This paper is a survey of the results related to polar spaces “embedded” into a projective space. This involves polar spaces embedded in a polarity (Veldkamp and Tits), fully embedded polar spaces (Buekenhout, Lefèvre and Dienst) and weakly embedded polar spaces (Lefèvre).
INTRODUCTION
The study of orthogonal, hermitian and symplectic quadrics led Veldkamp [14] to a notion of polar space. A simpler set of axioms was stated by Tits in order to classify buildings [13]. In 1974, Buekenhout and Shult [5] simplified Tits' axioms. They defined a polar space as an incidence structure, with non void set of points P, non void set of lines L and incidence relation I, such that, for each line L and each point p not incident with L, one of the following occurs:
(i) there exists exactly one point p' incident with L and a line L' incident to both p and p';
(ii) for each point p' incident with L, there is a line L' incident to both p and p'.
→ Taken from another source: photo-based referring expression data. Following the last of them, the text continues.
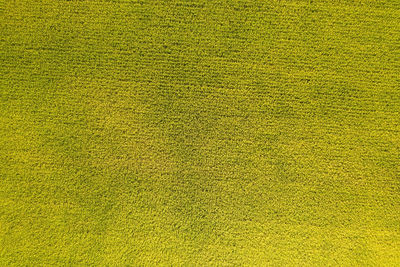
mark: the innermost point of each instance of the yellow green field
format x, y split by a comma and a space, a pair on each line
200, 133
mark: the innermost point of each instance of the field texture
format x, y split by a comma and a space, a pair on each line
200, 133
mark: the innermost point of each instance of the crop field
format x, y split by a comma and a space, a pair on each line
200, 133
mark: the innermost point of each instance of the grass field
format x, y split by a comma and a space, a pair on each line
200, 133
We also suppose that there is no point p of P such that each point of P is incident to a line incident with p.
A polar space (P, L, I) such that (ii) does not occur is a generalized quadrangle.
Tits [13] has classified all polar spaces which are not generalized quadrangles. (It is presently hopeless to classify the latter.) Up to a few known exceptions, they are isomorphic to the polar space associated with a pseudo-quadratic form. However, this classification does not determine all possible “representations” or “embeddings” of a polar space into a projective space.